Smart by name, smart by nature

August 27, 1999

Is the idea of a telepathic tabby completely barking? Rupert Sheldrake says his experiments prove that pets have paranormal powers, but Susan Blackmore, right, is one of several academics disputing his methods.

Many pet owners have observed that their animals seem to anticipate the arrival of a member of the household ten minutes or more in advance. The pet typically waits at a door, window or gate. One dog I have investigated is a terrier called Jaytee, who belongs to Pam Smart, in Ramsbottom, Greater Manchester. Pam adopted Jaytee from Manchester Dogs' Home in 1989 when he was still a puppy and soon formed a close bond with him.

In 1991, when Pam was working as a secretary, she left Jaytee with her parents. They noticed the dog went to the French window almost every weekday at about 4.30pm, about the time Pam left work, and waited there until she arrived home. She worked routine office hours, so the family assumed Jaytee's behaviour reflected a kind of time sense.

Pam was made redundant in 1993 and was subsequently unemployed, no longer tied to a regular pattern of activity. Her parents did not usually know when she would be coming home, but Jaytee still anticipated her return.

In 1994 Pam volunteered to take part in my research. In more than 100 experiments, we videotaped the area by the window where Jaytee waited during Pam's absences, providing a continuous, timecoded record of his behaviour, which was scored "blind" by a third party who did not know the details of the experiments. To check that Jaytee was not reacting to the sound of Pam's car, we investigated whether he still anticipated her arrival when she travelled by other means. He did.

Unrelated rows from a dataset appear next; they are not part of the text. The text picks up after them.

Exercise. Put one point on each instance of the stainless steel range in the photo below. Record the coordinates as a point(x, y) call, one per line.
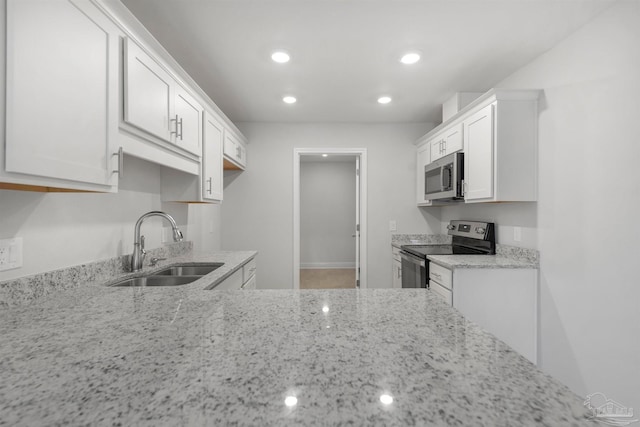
point(468, 237)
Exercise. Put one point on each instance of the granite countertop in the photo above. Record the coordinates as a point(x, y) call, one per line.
point(481, 261)
point(183, 355)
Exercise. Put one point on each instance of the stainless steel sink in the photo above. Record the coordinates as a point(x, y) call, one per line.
point(157, 281)
point(189, 269)
point(175, 275)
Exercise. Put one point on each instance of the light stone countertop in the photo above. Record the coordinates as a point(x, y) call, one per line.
point(183, 355)
point(480, 261)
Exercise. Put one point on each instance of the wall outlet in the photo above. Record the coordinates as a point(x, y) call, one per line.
point(10, 253)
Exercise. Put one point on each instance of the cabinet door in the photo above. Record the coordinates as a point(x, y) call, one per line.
point(147, 93)
point(452, 140)
point(234, 149)
point(230, 147)
point(423, 159)
point(478, 154)
point(437, 149)
point(62, 95)
point(212, 159)
point(188, 132)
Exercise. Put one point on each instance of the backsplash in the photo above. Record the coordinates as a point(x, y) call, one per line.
point(24, 290)
point(420, 239)
point(520, 254)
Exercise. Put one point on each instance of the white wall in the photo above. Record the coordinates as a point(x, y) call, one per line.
point(327, 214)
point(258, 209)
point(587, 216)
point(66, 229)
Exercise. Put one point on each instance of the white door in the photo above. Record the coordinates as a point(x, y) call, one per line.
point(61, 106)
point(212, 159)
point(147, 93)
point(478, 154)
point(188, 112)
point(357, 233)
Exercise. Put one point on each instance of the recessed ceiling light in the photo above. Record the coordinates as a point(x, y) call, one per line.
point(386, 399)
point(291, 401)
point(280, 56)
point(410, 58)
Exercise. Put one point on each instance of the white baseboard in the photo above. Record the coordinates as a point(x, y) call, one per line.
point(326, 265)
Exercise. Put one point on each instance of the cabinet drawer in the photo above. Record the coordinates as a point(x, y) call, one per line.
point(249, 270)
point(440, 274)
point(232, 282)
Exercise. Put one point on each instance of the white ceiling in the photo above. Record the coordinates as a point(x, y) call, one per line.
point(344, 53)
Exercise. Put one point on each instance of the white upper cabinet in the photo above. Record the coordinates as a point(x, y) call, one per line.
point(498, 134)
point(448, 142)
point(423, 159)
point(235, 152)
point(62, 68)
point(478, 165)
point(501, 149)
point(206, 187)
point(212, 158)
point(147, 92)
point(188, 114)
point(155, 103)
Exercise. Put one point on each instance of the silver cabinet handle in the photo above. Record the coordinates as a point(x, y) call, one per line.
point(120, 170)
point(175, 132)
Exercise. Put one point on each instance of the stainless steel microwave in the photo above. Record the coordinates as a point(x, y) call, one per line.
point(443, 178)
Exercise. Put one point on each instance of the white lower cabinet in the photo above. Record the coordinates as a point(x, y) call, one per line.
point(232, 282)
point(62, 89)
point(501, 301)
point(249, 275)
point(242, 278)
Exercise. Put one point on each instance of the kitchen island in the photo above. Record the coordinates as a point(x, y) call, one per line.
point(184, 355)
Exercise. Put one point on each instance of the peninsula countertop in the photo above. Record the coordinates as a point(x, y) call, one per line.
point(187, 356)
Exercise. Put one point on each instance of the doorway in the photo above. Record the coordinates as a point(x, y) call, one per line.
point(316, 262)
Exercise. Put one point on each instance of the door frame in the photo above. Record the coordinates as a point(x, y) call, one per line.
point(362, 154)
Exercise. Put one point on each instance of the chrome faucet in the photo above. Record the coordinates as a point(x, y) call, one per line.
point(137, 258)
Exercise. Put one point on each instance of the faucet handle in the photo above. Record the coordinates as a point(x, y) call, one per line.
point(155, 260)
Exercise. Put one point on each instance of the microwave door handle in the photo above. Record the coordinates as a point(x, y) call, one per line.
point(445, 180)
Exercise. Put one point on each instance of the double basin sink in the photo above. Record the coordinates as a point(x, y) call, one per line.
point(172, 276)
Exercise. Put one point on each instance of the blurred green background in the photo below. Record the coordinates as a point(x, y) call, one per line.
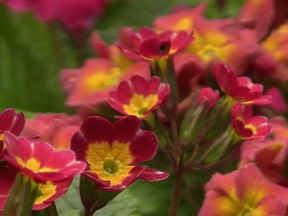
point(32, 53)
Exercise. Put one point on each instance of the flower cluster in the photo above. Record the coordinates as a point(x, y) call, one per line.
point(178, 102)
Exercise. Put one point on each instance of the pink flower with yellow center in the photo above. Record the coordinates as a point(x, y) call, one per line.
point(112, 150)
point(270, 156)
point(7, 177)
point(209, 96)
point(241, 89)
point(210, 43)
point(149, 45)
point(275, 53)
point(258, 15)
point(54, 128)
point(279, 128)
point(40, 161)
point(139, 96)
point(248, 126)
point(48, 192)
point(10, 121)
point(94, 81)
point(243, 192)
point(75, 15)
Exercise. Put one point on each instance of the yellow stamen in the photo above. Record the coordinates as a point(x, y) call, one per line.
point(45, 192)
point(110, 163)
point(140, 104)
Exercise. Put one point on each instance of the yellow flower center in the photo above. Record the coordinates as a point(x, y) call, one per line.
point(45, 191)
point(210, 46)
point(34, 165)
point(111, 166)
point(110, 163)
point(183, 24)
point(140, 104)
point(102, 80)
point(2, 137)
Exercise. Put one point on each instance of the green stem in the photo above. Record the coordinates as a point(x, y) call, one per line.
point(21, 197)
point(176, 195)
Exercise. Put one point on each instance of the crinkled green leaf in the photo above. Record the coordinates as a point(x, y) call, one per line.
point(31, 56)
point(70, 202)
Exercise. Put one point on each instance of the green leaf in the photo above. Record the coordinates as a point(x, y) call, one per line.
point(70, 203)
point(31, 56)
point(124, 204)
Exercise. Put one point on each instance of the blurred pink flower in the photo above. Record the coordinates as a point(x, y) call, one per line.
point(94, 80)
point(149, 45)
point(40, 161)
point(75, 15)
point(209, 96)
point(243, 192)
point(241, 89)
point(56, 129)
point(10, 121)
point(139, 96)
point(270, 156)
point(248, 126)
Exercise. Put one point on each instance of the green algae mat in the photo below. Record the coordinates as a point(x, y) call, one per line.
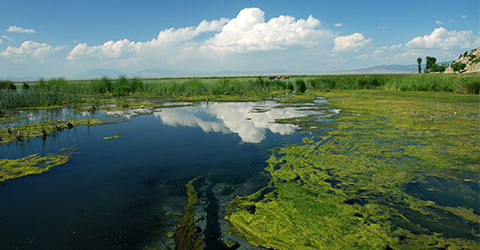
point(398, 170)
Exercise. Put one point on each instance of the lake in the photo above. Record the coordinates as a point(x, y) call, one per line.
point(126, 193)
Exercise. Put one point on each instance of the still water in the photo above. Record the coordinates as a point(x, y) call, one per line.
point(123, 193)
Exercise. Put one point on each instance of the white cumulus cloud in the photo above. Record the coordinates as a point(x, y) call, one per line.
point(124, 47)
point(248, 31)
point(350, 43)
point(19, 29)
point(7, 38)
point(441, 38)
point(29, 49)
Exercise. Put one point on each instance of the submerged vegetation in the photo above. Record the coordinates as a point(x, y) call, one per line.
point(32, 164)
point(42, 129)
point(186, 235)
point(367, 184)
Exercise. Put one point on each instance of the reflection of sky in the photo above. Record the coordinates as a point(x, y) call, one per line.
point(239, 118)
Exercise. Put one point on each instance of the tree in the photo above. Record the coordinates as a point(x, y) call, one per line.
point(458, 66)
point(419, 61)
point(430, 61)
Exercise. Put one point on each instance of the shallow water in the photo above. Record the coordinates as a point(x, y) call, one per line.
point(119, 194)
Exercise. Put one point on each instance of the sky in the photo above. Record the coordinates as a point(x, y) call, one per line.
point(57, 38)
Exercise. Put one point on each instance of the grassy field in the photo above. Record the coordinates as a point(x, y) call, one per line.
point(398, 171)
point(60, 92)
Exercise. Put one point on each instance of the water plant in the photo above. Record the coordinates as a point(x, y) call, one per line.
point(42, 129)
point(32, 164)
point(352, 188)
point(186, 234)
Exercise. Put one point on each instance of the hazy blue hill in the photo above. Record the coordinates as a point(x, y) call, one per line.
point(97, 73)
point(157, 72)
point(385, 69)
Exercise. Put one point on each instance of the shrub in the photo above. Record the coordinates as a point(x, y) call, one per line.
point(472, 86)
point(300, 86)
point(458, 66)
point(7, 85)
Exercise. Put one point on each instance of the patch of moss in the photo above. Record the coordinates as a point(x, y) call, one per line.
point(348, 190)
point(117, 136)
point(42, 129)
point(32, 164)
point(186, 235)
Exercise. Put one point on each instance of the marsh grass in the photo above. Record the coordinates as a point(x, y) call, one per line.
point(60, 92)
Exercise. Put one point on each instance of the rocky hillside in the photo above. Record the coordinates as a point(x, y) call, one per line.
point(470, 60)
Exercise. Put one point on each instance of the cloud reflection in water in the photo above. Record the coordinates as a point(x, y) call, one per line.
point(250, 120)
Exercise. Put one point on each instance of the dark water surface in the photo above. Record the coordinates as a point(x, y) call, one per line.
point(117, 194)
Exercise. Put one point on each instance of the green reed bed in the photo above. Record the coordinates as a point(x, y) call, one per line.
point(60, 92)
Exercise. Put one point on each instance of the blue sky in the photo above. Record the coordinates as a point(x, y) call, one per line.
point(65, 38)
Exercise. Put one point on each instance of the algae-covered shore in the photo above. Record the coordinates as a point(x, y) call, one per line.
point(399, 170)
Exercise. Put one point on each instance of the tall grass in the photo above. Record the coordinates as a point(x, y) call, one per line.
point(58, 91)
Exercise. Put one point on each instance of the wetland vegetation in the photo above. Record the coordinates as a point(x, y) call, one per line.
point(394, 165)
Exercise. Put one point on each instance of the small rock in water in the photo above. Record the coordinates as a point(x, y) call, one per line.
point(170, 234)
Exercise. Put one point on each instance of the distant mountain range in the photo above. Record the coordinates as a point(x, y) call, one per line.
point(160, 72)
point(384, 69)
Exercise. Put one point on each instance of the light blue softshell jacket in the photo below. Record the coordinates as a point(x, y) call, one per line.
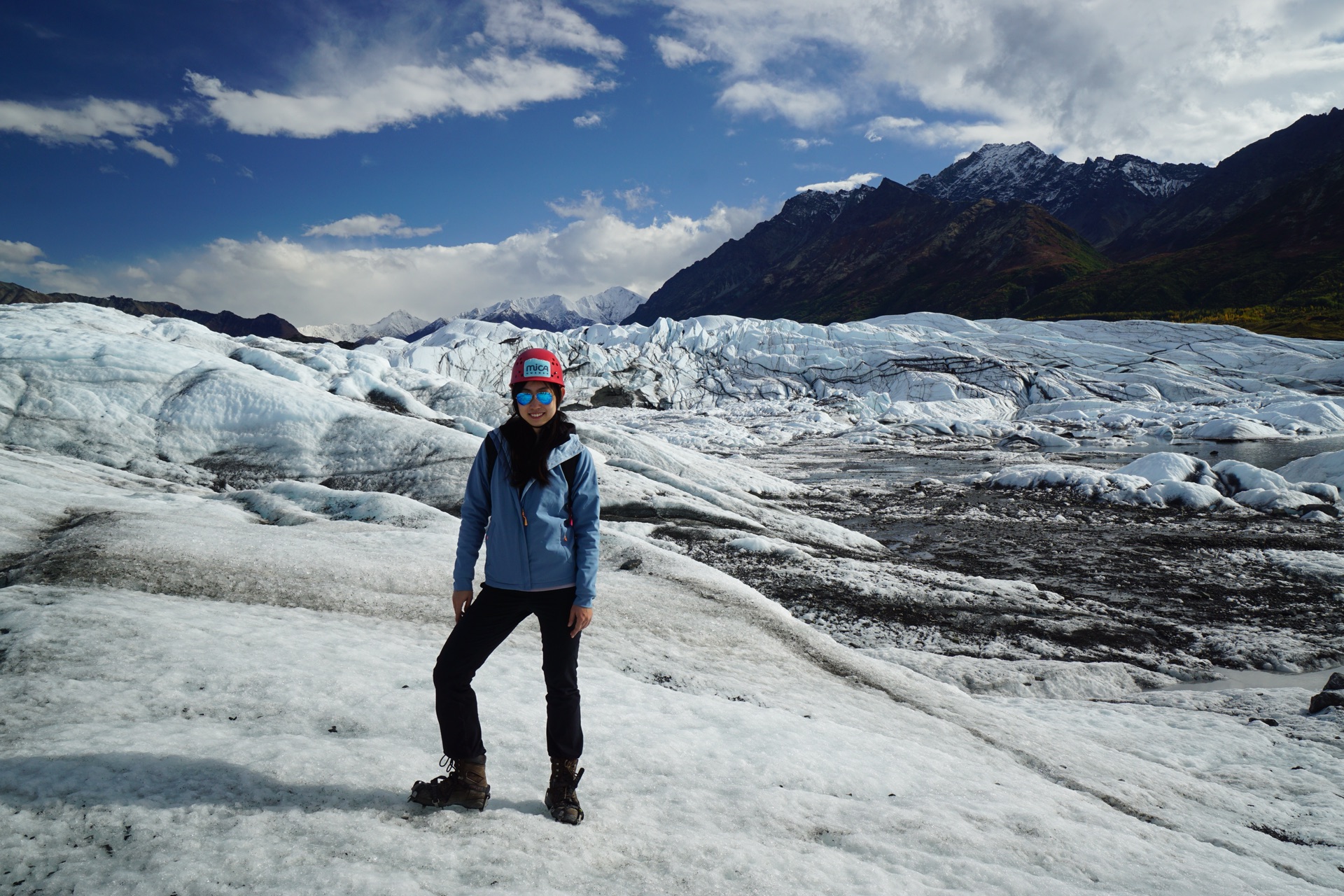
point(546, 552)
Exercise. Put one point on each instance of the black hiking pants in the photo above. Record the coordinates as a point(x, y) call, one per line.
point(491, 617)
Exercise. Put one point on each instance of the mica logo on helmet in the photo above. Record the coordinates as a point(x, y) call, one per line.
point(537, 367)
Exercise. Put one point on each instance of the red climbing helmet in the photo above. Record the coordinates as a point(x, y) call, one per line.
point(537, 365)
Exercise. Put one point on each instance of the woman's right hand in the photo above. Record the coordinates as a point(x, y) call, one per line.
point(461, 599)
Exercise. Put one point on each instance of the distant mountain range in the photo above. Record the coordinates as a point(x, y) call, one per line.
point(883, 250)
point(1016, 232)
point(545, 312)
point(400, 324)
point(225, 323)
point(1100, 198)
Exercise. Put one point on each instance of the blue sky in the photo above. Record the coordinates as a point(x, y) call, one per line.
point(332, 163)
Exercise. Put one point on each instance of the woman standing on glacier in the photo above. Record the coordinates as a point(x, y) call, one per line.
point(533, 498)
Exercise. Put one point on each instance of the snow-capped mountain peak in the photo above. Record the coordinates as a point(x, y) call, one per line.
point(561, 314)
point(1098, 198)
point(400, 324)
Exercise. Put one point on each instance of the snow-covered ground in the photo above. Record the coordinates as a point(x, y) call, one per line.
point(225, 583)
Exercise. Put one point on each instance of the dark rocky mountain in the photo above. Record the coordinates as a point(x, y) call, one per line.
point(1257, 241)
point(225, 323)
point(1238, 183)
point(1276, 267)
point(885, 250)
point(1100, 198)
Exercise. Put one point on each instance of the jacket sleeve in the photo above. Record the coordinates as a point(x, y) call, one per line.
point(587, 510)
point(476, 514)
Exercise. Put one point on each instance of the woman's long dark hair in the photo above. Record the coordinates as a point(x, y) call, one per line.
point(528, 449)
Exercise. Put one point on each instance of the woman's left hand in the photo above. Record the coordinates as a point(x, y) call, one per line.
point(580, 618)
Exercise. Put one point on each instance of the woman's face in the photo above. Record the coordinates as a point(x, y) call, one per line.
point(536, 412)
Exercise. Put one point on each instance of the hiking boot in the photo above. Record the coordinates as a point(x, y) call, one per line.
point(559, 797)
point(464, 785)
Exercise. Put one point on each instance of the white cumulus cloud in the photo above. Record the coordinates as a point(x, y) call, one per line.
point(308, 284)
point(676, 54)
point(1190, 81)
point(18, 253)
point(803, 143)
point(835, 186)
point(523, 23)
point(369, 226)
point(90, 121)
point(400, 94)
point(153, 149)
point(802, 106)
point(888, 125)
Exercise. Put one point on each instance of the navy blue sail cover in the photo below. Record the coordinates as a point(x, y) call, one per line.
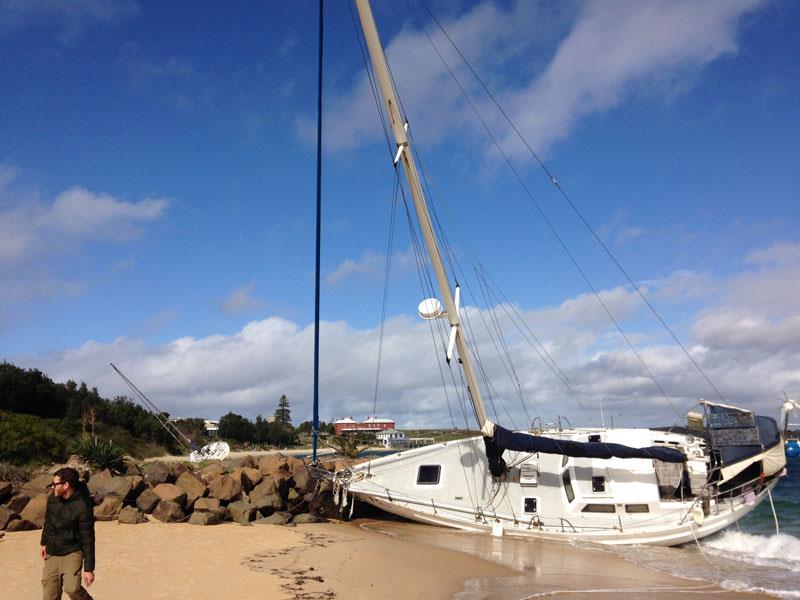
point(504, 439)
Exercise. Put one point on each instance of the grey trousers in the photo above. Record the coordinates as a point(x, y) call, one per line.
point(63, 573)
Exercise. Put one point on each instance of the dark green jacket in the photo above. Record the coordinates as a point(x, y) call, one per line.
point(69, 526)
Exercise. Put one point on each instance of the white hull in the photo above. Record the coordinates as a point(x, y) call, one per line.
point(466, 496)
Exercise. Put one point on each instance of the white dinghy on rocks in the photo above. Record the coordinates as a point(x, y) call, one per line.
point(614, 486)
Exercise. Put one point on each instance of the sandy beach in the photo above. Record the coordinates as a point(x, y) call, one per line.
point(358, 560)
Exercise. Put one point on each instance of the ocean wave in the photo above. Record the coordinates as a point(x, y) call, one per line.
point(781, 551)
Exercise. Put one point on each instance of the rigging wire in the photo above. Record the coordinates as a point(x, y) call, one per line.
point(385, 300)
point(547, 221)
point(171, 428)
point(575, 209)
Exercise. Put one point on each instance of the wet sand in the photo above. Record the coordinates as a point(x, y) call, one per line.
point(359, 560)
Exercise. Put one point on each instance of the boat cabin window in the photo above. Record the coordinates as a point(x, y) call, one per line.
point(568, 485)
point(530, 505)
point(599, 508)
point(428, 474)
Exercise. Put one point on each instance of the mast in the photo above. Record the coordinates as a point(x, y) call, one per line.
point(315, 417)
point(404, 155)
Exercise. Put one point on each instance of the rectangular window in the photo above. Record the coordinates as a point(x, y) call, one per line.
point(428, 474)
point(599, 508)
point(568, 486)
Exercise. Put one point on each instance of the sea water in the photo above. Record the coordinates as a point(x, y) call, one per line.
point(749, 555)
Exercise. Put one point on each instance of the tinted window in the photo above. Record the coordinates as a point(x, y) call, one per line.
point(599, 508)
point(568, 486)
point(428, 474)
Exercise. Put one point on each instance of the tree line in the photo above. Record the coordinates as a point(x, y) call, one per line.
point(40, 421)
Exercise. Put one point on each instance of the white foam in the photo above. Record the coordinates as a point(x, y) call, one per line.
point(780, 551)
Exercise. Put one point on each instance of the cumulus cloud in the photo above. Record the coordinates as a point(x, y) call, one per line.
point(612, 48)
point(242, 300)
point(371, 265)
point(67, 20)
point(750, 353)
point(29, 228)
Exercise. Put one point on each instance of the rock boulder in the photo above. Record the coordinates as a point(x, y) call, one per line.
point(169, 512)
point(147, 501)
point(35, 509)
point(130, 515)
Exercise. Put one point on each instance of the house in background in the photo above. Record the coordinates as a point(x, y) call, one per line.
point(391, 438)
point(371, 424)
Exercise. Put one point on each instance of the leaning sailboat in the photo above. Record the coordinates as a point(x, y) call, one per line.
point(615, 486)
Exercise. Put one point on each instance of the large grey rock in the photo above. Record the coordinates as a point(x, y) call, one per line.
point(168, 512)
point(248, 477)
point(130, 515)
point(21, 525)
point(147, 501)
point(241, 511)
point(270, 464)
point(137, 487)
point(134, 469)
point(108, 509)
point(204, 518)
point(158, 472)
point(212, 470)
point(37, 486)
point(17, 503)
point(171, 492)
point(192, 486)
point(225, 488)
point(278, 518)
point(6, 516)
point(266, 487)
point(323, 505)
point(109, 484)
point(304, 518)
point(209, 505)
point(35, 509)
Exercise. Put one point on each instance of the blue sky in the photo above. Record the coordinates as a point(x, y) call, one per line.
point(157, 192)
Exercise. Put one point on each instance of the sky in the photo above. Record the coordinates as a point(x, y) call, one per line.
point(157, 190)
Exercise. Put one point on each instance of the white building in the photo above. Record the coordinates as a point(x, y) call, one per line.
point(391, 438)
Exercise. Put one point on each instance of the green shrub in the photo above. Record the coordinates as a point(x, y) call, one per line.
point(99, 453)
point(26, 439)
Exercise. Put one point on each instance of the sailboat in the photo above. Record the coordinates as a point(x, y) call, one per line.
point(608, 485)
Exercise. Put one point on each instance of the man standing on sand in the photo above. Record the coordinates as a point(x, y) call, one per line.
point(68, 538)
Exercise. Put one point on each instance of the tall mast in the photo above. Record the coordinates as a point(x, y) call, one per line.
point(405, 156)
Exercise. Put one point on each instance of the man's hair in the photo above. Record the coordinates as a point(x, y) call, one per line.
point(69, 475)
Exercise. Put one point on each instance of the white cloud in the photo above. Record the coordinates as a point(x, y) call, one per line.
point(29, 228)
point(242, 300)
point(749, 352)
point(779, 252)
point(371, 265)
point(612, 48)
point(67, 20)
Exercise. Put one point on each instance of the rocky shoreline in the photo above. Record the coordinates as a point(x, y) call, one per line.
point(273, 489)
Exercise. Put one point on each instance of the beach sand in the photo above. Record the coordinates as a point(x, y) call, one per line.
point(358, 560)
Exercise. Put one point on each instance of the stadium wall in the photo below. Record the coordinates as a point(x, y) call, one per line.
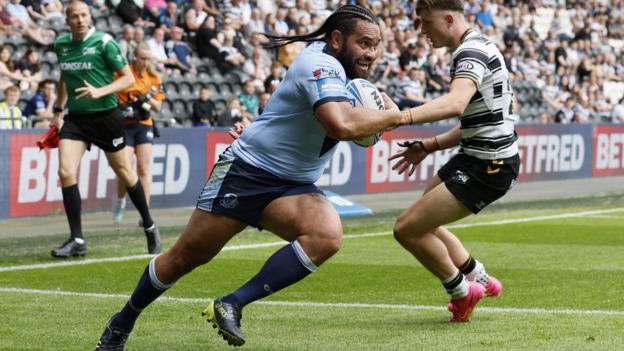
point(183, 158)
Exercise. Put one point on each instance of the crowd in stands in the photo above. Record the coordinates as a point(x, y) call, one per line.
point(566, 58)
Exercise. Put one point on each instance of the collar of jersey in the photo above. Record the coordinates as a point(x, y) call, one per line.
point(468, 33)
point(90, 33)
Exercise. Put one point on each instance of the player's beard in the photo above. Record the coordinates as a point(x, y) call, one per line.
point(346, 59)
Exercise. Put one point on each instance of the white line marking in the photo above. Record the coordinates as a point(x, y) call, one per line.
point(279, 243)
point(538, 311)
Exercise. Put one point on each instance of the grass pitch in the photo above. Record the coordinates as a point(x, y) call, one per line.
point(561, 264)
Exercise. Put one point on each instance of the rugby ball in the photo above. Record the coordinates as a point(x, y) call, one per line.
point(365, 94)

In other experiments, in which Pam set off for home at times selected at random, communicated to her by means of a telephone pager, Jaytee still settled at the window about the time Pam set off for home, even though no one at home knew when she would arrive. The odds against this being a chance effect were more than 100,000 to one. The evidence indicates that Jaytee was reacting to Pam's intention to come home even when she was many miles away. Telepathy seems the only hypothesis that can account for the facts.

* For a critical discussion of this experiment, see the paper by Richard Wiseman et al in the British Journal of Psychology (1998). A commentary by Rupert Sheldrake on Wiseman's paper, rejected by the BJP, will be published in the October issue of the Journal of the Society of Psychical Research, which in 1998 published another paper by Sheldrake on this research. Two other papers on this subject by Sheldrake are under consideration by the BJP.